Summary: databases/mariadb105-server: deadlocks at start when wsrep is enabled
Product: Ports & Packages Reporter: Phillip R. Jaenke <prj>
Component: Individual Port(s)Assignee: Bernard Spil <brnrd>
Status: New ---    
Severity: Affects Only Me Flags: bugzilla: maintainer-feedback? (brnrd)
Priority: ---    
Version: Latest   
Hardware: Any   
OS: Any   

Description Phillip R. Jaenke 2021-04-25 18:24:47 UTC
Reproduction using 10.5.9 with from ports:

sudo -u mysql /usr/local/bin/mysql_install_db --basedir=/usr/local --datadir=$datadir --skip-test-db
sudo -u mysql /usr/local/libexec/mariadbd --wsrep-new-cluster --wsrep-on --wsrep_cluster_address=gcomm://DB1 --datadir=$datadir

sudo -u mysql /usr/local/bin/mysql_install_db --basedir=/usr/local --datadir=$datadir --skip-test-db
sudo -u mysql /usr/local/libexec/mariadbd --wsrep-on --wsrep_cluster_address=gcomm://DB1 --datadir=$datadir

Initial membership will succeed (check the logs, of course.) Once that's confirmed, the cluster should be ready to go. So go kill -TERM mariadbd on DB2, then DB1. (Order matters, even though it's multi-master.)

BOTH hosts /usr/local/etc/mysql/conf.d/wsrep.cnf:

BOTH hosts rc.conf:

Then on DB1: /usr/local/etc/rc.d/mysql-server start
It'll go through the 15 second timeout waiting for the pidfile, and then exit 1, without actually killing the process. It just never writes either the pidfile or the socket. Ever. No errors are logged in either the mysql error log or wsrep error logs. The process just hangs and does not die to TERM.

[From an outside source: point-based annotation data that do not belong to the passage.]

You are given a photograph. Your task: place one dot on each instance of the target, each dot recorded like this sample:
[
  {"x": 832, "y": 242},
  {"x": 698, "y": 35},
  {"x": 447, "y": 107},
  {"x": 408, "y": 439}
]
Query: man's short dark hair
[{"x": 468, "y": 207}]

This reproduces if manually started with "sudo -u mysql /usr/local/libexec/mariadbd --defaults-extra-file=/usr/local/etc/mysql/my.cnf --user=mysql --datadir=/var/db/mysql/data --pid-file=/var/run/mysql/mysqld.pid" Instead of starting, it just hangs and will not respond to TERM only KILL.

Port was built with options:
databases_mariadb105-server_SET+=GSSAPI_HEIMDAL LZ4 WSREP
databases_mariadb105-server_UNSET+=GSSAPI_BASE GSSAPI_MIT GSSAPI_NONE

What is perplexing is that this ONLY reproduces with wsrep being configured by files in /usr/local/etc/mysql/conf.d. If the server is started with "--wsrep-on --wsrep_cluster_address=gcomm://DB1,DB2" then it works as expected. So it is specifically something with reading the wsrep configuration from files. Even putting the wsrep configuration into my.cnf causes the exact same behavior.